Comer es además un rito, debería ser siempre un rito
para llamarse comida. Según san Isidoro en sus Etimologías, comer viene del latín cum/edere: comer con, y con/
vite, que supone un cierto número de comensales, viene también de con/victus (compañía). Y pan en griego
significa todo, porque lo acompaña
todo. De la palabra pan se deriva com/pañero, acom/ pañar, com/pango...
Y es que la misma comida diaria hecha con estos fines tiene algo de sacramental
puesto que en ella se reparte todo (se obra con justicia), se comparte todo (implica fraternidad), se es libre para tomar de todo (se ejercita la libertad) y luego se departe o se habla
de todo; y con frecuencia es el momento de solucionar muchos problemas; de ahí
las cenas de trabajo o los almuerzos políticos. Es decir, que la
comida configura el modo de ser, la idiosincrasia y el temperamento de un
pueblo.
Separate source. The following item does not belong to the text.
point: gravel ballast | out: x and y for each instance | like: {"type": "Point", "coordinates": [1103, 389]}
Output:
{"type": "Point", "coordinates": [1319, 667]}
Se podría decir: Dime lo que
comes y te diré quién eres. Hoy no es, desde luego la comida, en gran parte
artificial y engañosa cuando no perjudicial, lo que ayuda a la Humanidad a
progresar.
Creo que es el americano Henry Miller quien afirma en su obra The staff of live (El
apoyo de la vida) que hoy la comida, más que para alimentar sirve para engañar
(alimenta pero no engorda), cuando no para provocar disfunciones orgánicas a
veces escandalosas, otras veces sólo perceptibles a largo plazo. Hoy comer físicamente
al parecer no ayuda evolutivamente hablando nada al hombre. Nos queda todavía
el pan eucarístico como alimento del alma, algo es algo.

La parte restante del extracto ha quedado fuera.